Congratulations! That's so cool!


----------



## mgarzon (Jul 23, 2011)

cakemom said:


> And I read it cover to cover!!
> _Posted via Mobile Device_


That's true cakemom - you were one of the first!! In fact the 2nd edition will be out soon... I don't know if you got the ebook or paperback, but if you got the hardcopy there were only a few hundred of those printed (ebooks sell way more). So who knows, it might even be worth something one day


----------



## Cacowgirl (Feb 19, 2011)

Great news! You should be very proud.


----------



## jenainy (Oct 21, 2011)

Congratulations!

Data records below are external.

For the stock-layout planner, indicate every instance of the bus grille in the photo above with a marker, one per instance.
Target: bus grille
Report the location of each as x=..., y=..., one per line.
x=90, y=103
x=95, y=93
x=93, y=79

I need to get my hands on a copy of this book  Do you know if Amazon sells it for Kindle?


----------



## mgarzon (Jul 23, 2011)

Thank you, jenainy!! It still feels a bit surreal to me 


I had to edit a lot of the more 'horsey' details out of the first book (at the insistence of my agent and publisher), but since the first one's doing well I'm trying to make the sequel a bit more horse-centric!)


----------



## jenainy (Oct 21, 2011)

Thanks!


----------